By Anthony Boynton

Anthony Boynton is a doctoral student in English at University of Kansas. This Georgia native holds a B.A in English from Fort Valley State University and M.A. in English from Georgia College. Much of his essay writing attends to thinking on race, gender, popular culture, and politics. Boynton also writes creatively about dreams, nightmares, monsters, love, and magic. His writing can be found or is forthcoming in the South Atlantic Review, Open Cultural Studies, Abernathy online, and his personal blog.

“I don’t know what most white people in this country feel, but I can only include what they feel from the state of their institutions.” – James Baldwin

We are living in what is perhaps the most peculiar political moment America has ever witnessed. The peculiarity of our time is quite frightening, yes, though its strangeness is illuminating on several levels about race, America’s history, and especially about whiteness.

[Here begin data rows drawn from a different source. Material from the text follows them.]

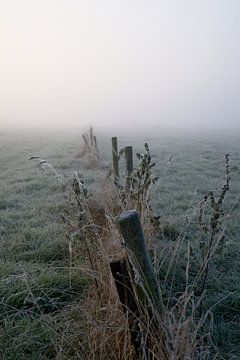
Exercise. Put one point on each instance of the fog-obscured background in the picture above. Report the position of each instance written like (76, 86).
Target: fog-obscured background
(114, 64)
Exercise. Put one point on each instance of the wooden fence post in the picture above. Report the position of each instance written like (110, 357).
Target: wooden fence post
(115, 159)
(125, 291)
(131, 230)
(129, 164)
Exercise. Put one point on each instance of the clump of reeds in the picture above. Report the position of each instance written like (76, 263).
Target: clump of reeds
(183, 330)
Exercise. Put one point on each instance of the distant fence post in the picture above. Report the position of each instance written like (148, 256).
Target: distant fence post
(131, 230)
(129, 164)
(115, 159)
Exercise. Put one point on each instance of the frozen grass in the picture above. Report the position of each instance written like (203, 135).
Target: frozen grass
(42, 288)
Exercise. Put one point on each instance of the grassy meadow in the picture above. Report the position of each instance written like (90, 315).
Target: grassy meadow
(43, 291)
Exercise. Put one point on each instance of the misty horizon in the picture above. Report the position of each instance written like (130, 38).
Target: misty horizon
(158, 66)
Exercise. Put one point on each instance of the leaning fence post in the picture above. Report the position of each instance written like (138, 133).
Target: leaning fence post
(131, 230)
(122, 279)
(129, 164)
(115, 159)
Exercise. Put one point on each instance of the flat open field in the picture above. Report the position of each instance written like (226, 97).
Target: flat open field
(40, 290)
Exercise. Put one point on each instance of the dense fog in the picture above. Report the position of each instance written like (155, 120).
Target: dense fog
(154, 65)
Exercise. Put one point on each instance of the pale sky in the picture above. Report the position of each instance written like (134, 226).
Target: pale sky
(113, 63)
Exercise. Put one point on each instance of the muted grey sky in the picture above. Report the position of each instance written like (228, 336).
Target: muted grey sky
(109, 63)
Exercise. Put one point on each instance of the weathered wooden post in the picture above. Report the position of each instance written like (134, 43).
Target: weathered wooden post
(128, 151)
(131, 230)
(125, 291)
(115, 159)
(86, 142)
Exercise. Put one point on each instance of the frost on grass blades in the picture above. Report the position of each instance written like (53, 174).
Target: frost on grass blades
(184, 328)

If nothing else, the election of Donald J. Trump to the office of the President of the United States confirmed that we never entered a much-dreamed-about postracial moment. The violence that met former President Barack Obama and his family should have taught us better. No presidential family had the opportunity to see the double standards of race like the beloved Obamas. Barack and Michelle Obama had to graduate several times from our nation’s top schools, prove his American nationality ten times over, and withstand the public disrespect of supposed colleagues and mainstream news outlets all for him to be seen, still, as an incapable president. These racialized strictures become glaringly obvious as 45 continues to push the envelope of what we ever figured possible of an elected official. Certainly, if Barack Obama had no history of politics, mocked the speech and mental health of a disabled man, sustained legal cases with porn stars, colluded with an international power to rig the democratic process, and consistently provoked foreign leaders over Twitter, he would have been dubbed unelectable and eliminated from all and any future consideration in a career of politics. It would have ruined him.

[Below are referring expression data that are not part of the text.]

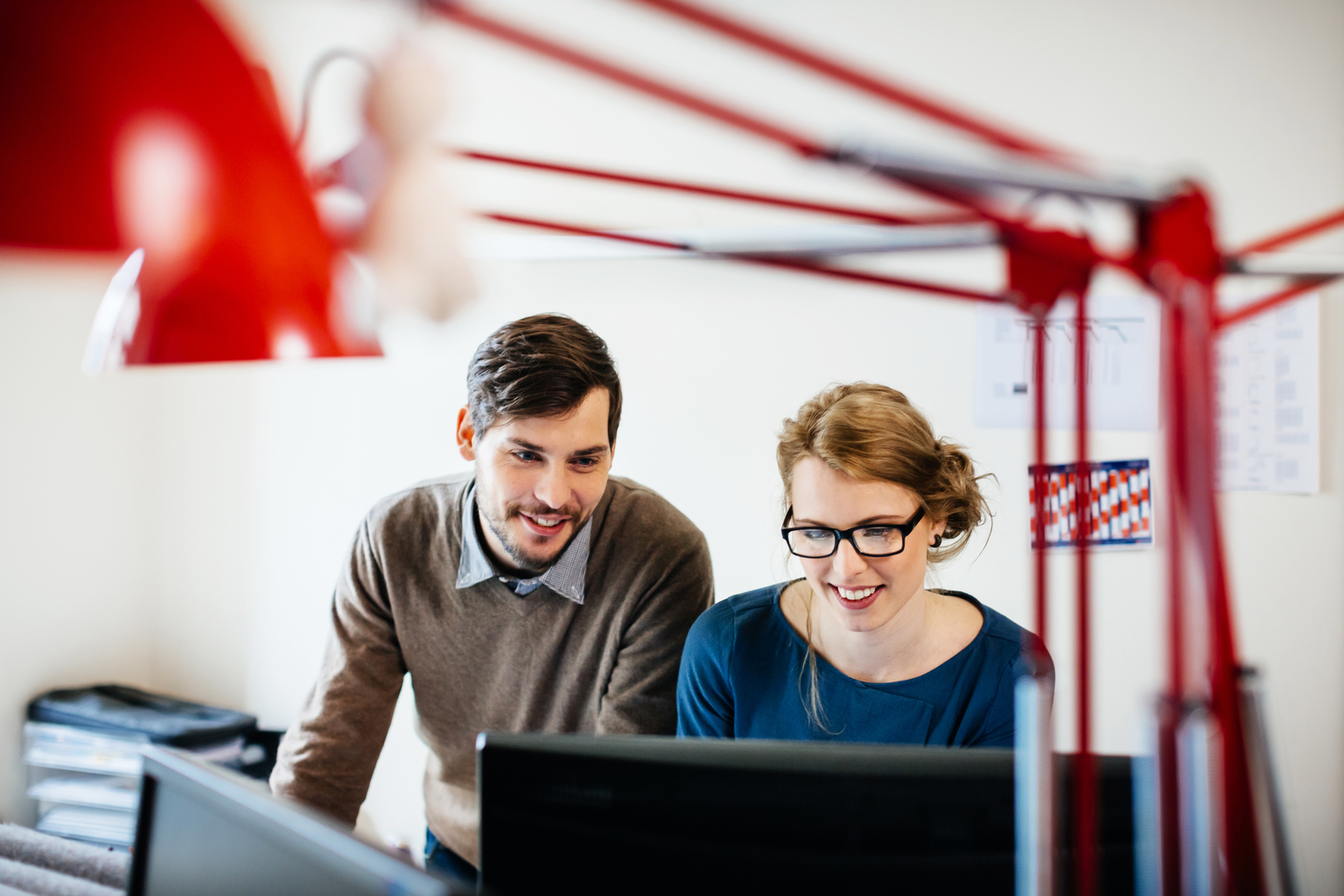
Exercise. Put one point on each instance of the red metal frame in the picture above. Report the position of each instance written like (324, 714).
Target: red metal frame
(1176, 256)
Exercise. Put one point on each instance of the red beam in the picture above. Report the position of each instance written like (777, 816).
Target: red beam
(495, 27)
(886, 90)
(1260, 306)
(767, 261)
(742, 195)
(1293, 234)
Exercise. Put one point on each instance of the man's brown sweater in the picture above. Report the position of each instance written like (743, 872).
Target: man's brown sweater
(483, 659)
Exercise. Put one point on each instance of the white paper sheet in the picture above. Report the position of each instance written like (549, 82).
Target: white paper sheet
(1123, 361)
(1269, 401)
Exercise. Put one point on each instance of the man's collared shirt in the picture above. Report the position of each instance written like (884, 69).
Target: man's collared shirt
(564, 577)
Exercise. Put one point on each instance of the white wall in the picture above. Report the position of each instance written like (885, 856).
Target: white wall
(74, 479)
(253, 477)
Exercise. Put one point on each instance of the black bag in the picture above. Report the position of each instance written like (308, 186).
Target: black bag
(118, 710)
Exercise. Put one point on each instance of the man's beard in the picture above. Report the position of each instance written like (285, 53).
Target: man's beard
(518, 554)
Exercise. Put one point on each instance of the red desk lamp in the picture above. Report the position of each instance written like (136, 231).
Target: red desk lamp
(137, 125)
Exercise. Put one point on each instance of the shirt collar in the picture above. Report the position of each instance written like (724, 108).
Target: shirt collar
(564, 577)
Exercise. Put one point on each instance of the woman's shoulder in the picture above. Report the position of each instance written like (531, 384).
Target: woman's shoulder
(726, 617)
(732, 622)
(1003, 640)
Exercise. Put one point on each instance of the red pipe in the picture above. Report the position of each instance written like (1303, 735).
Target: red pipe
(769, 261)
(1293, 234)
(1040, 481)
(765, 199)
(1263, 305)
(1085, 778)
(460, 14)
(903, 97)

However, this series of actions, along with several other antics and disgraces to the office, seemed to magnify 45’s electability. And despite his failure to garner more popular votes from what is now his constituency, he has risen to power. His ascent and leadership has shown us his lack of moral compass, and that of whiteness. The violence of his tyranny, his embrace of white nationalist protest, airstrikes on Syria, the murders of Palestinians, countless other atrocities are not divorced from what we know about whiteness in this country.

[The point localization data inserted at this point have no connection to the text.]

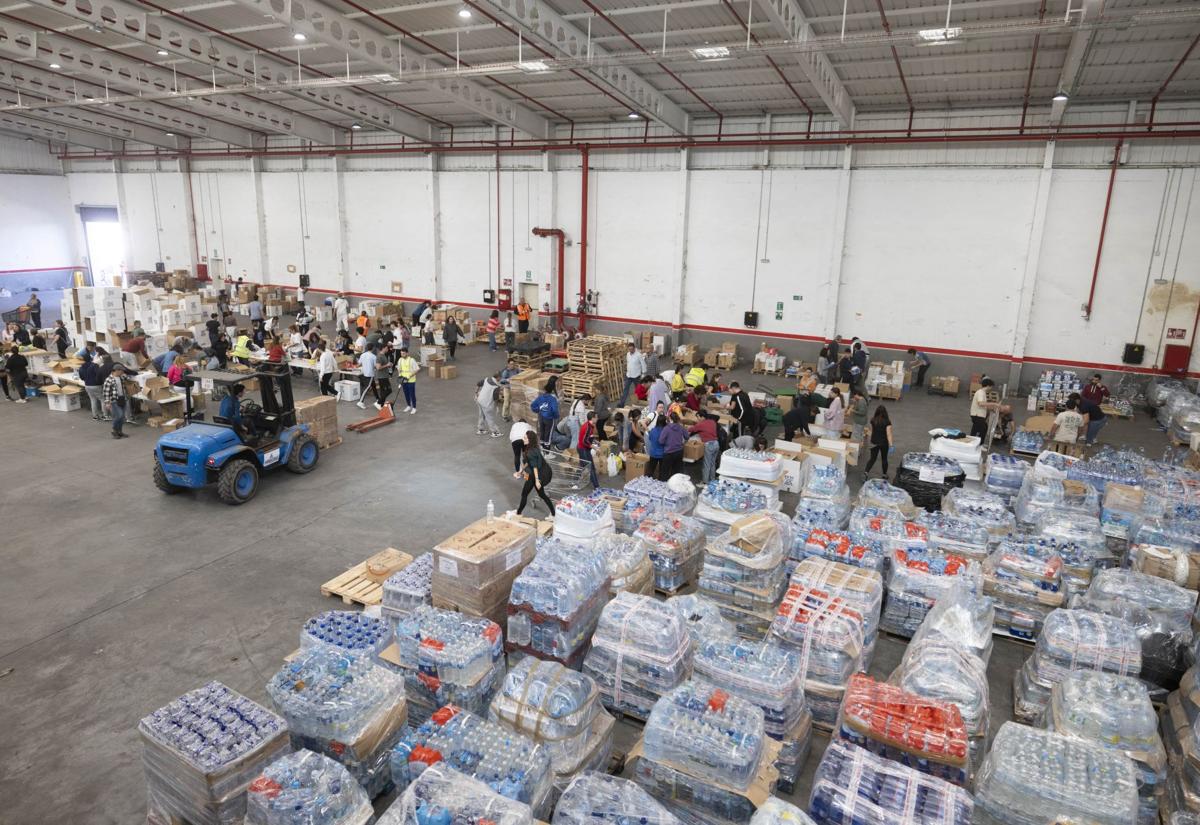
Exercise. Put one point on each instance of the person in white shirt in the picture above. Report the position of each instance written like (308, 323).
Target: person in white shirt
(516, 437)
(342, 312)
(635, 367)
(327, 367)
(366, 363)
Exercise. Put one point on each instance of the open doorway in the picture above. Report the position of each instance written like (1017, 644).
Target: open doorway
(106, 245)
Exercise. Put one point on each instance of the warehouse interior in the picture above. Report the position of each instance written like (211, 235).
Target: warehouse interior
(1001, 187)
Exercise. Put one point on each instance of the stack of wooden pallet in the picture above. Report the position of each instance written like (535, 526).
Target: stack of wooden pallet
(598, 365)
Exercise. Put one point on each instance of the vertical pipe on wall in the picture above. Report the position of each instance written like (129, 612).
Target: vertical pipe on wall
(1104, 227)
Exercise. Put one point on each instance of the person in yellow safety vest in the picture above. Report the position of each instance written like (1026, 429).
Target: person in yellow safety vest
(243, 347)
(406, 369)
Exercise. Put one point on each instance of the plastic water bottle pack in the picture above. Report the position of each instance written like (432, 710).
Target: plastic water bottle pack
(202, 751)
(409, 588)
(855, 787)
(1073, 640)
(449, 658)
(505, 762)
(1033, 776)
(676, 547)
(345, 706)
(442, 795)
(347, 630)
(1116, 714)
(641, 650)
(306, 788)
(599, 799)
(557, 600)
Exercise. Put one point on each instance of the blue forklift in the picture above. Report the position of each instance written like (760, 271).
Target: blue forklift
(233, 455)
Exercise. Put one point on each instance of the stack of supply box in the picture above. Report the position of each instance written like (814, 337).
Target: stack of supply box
(1025, 580)
(723, 501)
(598, 798)
(916, 579)
(861, 588)
(1041, 776)
(474, 568)
(915, 730)
(628, 561)
(676, 546)
(705, 756)
(641, 650)
(855, 787)
(559, 710)
(1116, 714)
(442, 794)
(556, 602)
(581, 521)
(306, 788)
(702, 619)
(768, 675)
(198, 771)
(1158, 612)
(827, 632)
(1006, 474)
(508, 763)
(1073, 640)
(744, 572)
(928, 477)
(345, 705)
(448, 658)
(408, 589)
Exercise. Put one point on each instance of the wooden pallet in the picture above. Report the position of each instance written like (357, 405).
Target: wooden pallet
(363, 583)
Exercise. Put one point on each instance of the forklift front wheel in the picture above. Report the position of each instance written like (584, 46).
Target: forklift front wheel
(238, 481)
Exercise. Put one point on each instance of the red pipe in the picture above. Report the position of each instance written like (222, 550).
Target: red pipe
(561, 241)
(583, 241)
(1104, 226)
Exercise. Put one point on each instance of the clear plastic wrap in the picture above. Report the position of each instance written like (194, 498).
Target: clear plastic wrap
(915, 730)
(1073, 640)
(198, 771)
(351, 631)
(408, 589)
(508, 763)
(1161, 615)
(641, 650)
(676, 547)
(855, 787)
(917, 579)
(928, 477)
(342, 705)
(1116, 714)
(1039, 777)
(442, 794)
(449, 658)
(827, 632)
(599, 799)
(629, 564)
(306, 788)
(937, 669)
(706, 733)
(556, 601)
(702, 618)
(880, 494)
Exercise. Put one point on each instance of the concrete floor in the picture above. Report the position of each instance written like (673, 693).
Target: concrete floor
(117, 598)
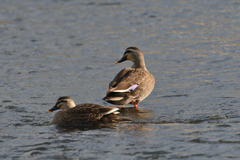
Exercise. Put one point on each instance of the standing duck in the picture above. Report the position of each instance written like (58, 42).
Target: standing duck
(82, 113)
(131, 85)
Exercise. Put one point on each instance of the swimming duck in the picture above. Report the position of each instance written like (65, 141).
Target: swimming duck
(131, 85)
(82, 113)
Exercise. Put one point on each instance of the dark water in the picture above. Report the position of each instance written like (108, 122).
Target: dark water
(53, 48)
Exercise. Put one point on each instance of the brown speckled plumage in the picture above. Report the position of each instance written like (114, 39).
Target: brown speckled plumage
(83, 113)
(137, 74)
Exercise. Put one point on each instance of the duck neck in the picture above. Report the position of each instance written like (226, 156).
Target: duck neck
(139, 62)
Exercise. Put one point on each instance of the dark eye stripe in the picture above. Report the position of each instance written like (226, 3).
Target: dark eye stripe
(60, 102)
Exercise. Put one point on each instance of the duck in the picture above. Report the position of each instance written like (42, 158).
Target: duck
(130, 85)
(82, 113)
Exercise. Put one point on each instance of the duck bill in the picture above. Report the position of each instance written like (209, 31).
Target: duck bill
(53, 109)
(121, 60)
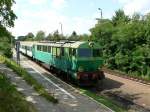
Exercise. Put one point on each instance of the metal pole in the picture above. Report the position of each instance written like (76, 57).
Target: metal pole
(101, 12)
(61, 28)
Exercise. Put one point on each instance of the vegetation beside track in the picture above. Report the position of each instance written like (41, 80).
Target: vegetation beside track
(110, 103)
(10, 99)
(29, 79)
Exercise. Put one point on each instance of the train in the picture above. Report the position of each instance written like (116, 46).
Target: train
(79, 61)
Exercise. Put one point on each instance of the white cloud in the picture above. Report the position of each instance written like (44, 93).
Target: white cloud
(49, 21)
(36, 2)
(58, 4)
(132, 6)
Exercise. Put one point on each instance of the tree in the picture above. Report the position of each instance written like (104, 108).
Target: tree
(120, 17)
(125, 43)
(29, 37)
(56, 36)
(40, 36)
(74, 36)
(6, 13)
(7, 18)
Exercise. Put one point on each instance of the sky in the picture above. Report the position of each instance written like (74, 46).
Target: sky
(73, 15)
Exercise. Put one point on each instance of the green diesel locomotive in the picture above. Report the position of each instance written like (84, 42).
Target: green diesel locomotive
(79, 61)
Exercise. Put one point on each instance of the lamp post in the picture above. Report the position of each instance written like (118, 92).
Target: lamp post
(101, 12)
(61, 28)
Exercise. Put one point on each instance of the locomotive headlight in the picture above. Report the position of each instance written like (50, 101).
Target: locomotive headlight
(80, 69)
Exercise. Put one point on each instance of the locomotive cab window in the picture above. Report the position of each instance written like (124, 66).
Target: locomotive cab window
(62, 51)
(54, 51)
(84, 52)
(96, 52)
(58, 51)
(49, 49)
(45, 48)
(74, 52)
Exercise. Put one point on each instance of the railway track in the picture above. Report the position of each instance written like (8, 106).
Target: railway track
(123, 75)
(125, 103)
(70, 99)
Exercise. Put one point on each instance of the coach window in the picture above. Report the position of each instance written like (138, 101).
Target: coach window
(58, 51)
(74, 52)
(54, 51)
(62, 51)
(96, 52)
(70, 51)
(49, 49)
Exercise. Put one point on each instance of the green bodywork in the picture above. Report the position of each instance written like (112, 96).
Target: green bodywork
(70, 63)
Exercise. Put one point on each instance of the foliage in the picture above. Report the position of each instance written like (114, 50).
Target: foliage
(10, 99)
(30, 80)
(40, 36)
(5, 49)
(7, 20)
(29, 36)
(125, 42)
(6, 13)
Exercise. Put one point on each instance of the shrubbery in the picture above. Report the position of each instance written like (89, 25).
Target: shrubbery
(125, 43)
(10, 99)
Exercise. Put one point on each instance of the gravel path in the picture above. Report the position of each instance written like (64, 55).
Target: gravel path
(137, 92)
(40, 103)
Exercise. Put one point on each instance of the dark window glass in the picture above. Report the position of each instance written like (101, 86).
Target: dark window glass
(83, 52)
(38, 47)
(62, 51)
(49, 49)
(96, 52)
(45, 48)
(70, 51)
(74, 52)
(58, 51)
(54, 51)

As we question our current political and social moment, with the assassination of Marielle Franco in Brazil, the attempted bombings of several black families in Texas, the shooting of Brennan Walker in Detriot for simply knocking on a neighbors’ door, conversations and protest of guns in schools and gun violence, and police dragging black folk out of public cafés and restaurants, something is going unanswered about the nature of whiteness and racism in our country.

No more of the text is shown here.